A line of horse-drawn carriages, a woman in a white bridal gown sitting in one of them, are arranged in front of the stately home.
The photo shows mature pine trees on the lawn, standing taller than the home’s cupola, which sits in the center at its very top — a room surrounded by eight windows, one for every side of the 156-year old house that still overlooks downtown.
The home stands at the edge of the village, a perfect octagon shape.
It’s a local landmark steeped in rumors.
Was it once a stop in the Underground Railroad, a safe house with secret rooms and access to tunnels, where slaves sought refuge until they could escape to freedom? Then there are the ghost stories people tell about the eight-sided structure, about the spirits they believe are trapped inside.
Neither claim has ever been substantiated, but even without them, Dansville’s octagon house is a national rarity — one of an estimated 1,000 octagon houses built in the U.S. and Canada between 1848 and 1920. Half of them are gone today.
Dansville’s is the last octagon house still standing in Ingham, Eaton and Clinton counties, one of just 41 of the architectural oddities left in Michigan.
Diane and Marvin Swan bought it to save it from an uncertain future. Their goal now is to wait for a buyer who wants as badly as they did to preserve it.
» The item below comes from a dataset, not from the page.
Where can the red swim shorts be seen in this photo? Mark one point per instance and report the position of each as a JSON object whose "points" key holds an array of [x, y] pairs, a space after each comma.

It’s a one-of-a-kind home, said Diane Swan, 76.
“You just can’t replace it today.”
On a recent Friday morning the Swans stood on the sidewalk in front of the octagon house they bought in the late 1970s.
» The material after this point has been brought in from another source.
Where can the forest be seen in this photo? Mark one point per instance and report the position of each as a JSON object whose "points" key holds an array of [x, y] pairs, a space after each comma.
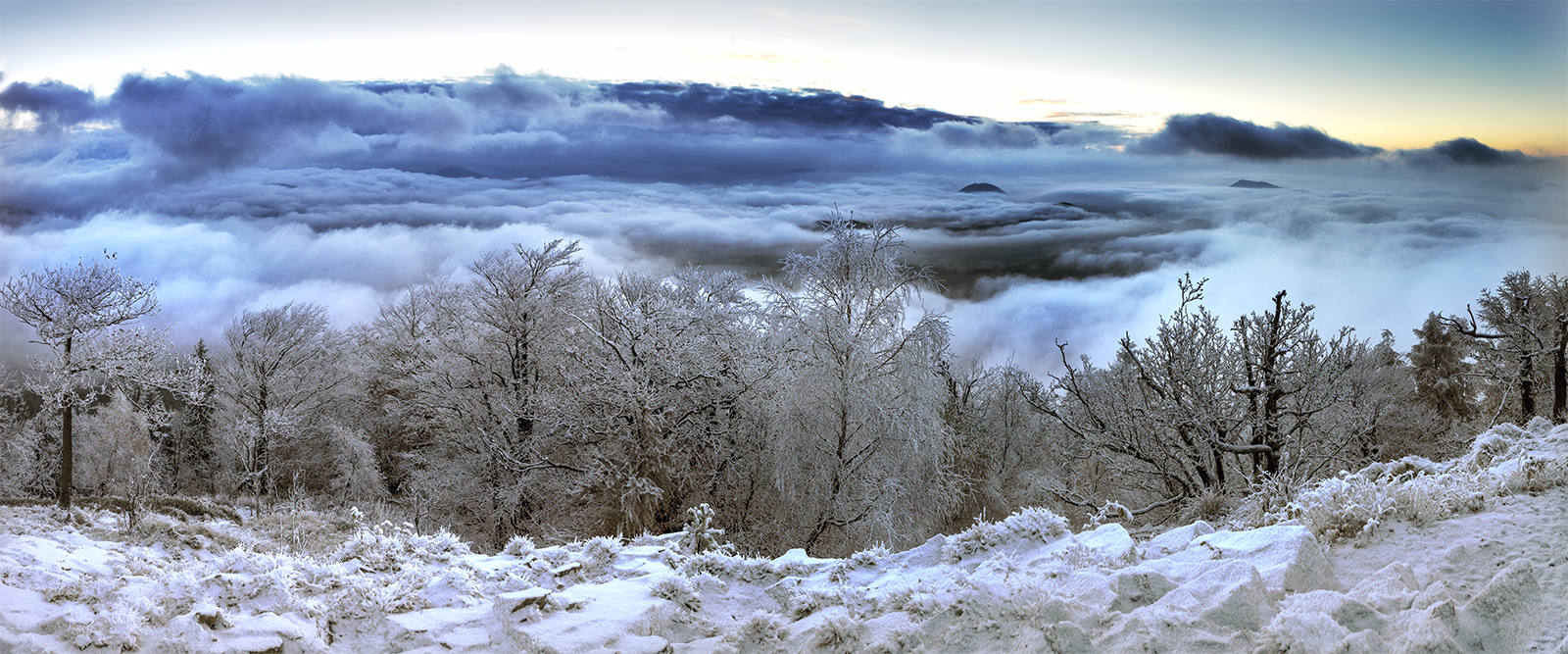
{"points": [[819, 408]]}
Today several of the windows are boarded up, and a stone porch that once stood just outside the front door is gone.
For years the 12-room home, with more than 3,000 square feet of space, housed apartments. It was built in 1863 by Dr. D.J. Weston before Dansville was incorporated as a village.
The Swans decided to buy it after a side wall on the home collapsed. It faced demolition back then.
Marvin Swan, 76, grew up in Dansville, but he credits Diane with the purchase.
“I knew she wanted it, and it was alright with me,” Marvin Swan said.
“It was not livable when we bought it,” Diane Swan said. “I wanted to preserve it.”
The couple invested an estimated $30,000 in repairs, paying a contractor to repair the wall and to cover the original exterior — made of eight-by-ten-inch grout blocks, each four inches thick — with stucco.
The home is one of just over 100 octagon-shaped homes built in Michigan.
Orson Squire Fowler created the design concept. The New York native believed octagon-shaped houses promoted good health, with windows that let sun and fresh air in from multiple angles. His book, “The Octagon House: A Home for All,” first published in the mid-1800s, is still in print today.
Wisconsin historian Ellen Puerzer has been cataloging the uniquely-shaped homes built in the wake of Fowler’s idea for more than 40 years. She wrote a book, “Octagon House Inventory,” and today helps maintain a website that catalogs the homes.
Fowler’s architectural trend was unique, but short lived, Puerzer said. Some of the octagon houses built were modest, while others were grand. Some were made out of wood, and others brick. Some were just one story, and others were taller.
“What intrigued me was that, although it was an eight-sided shape, there were so many different looks to them,” she said.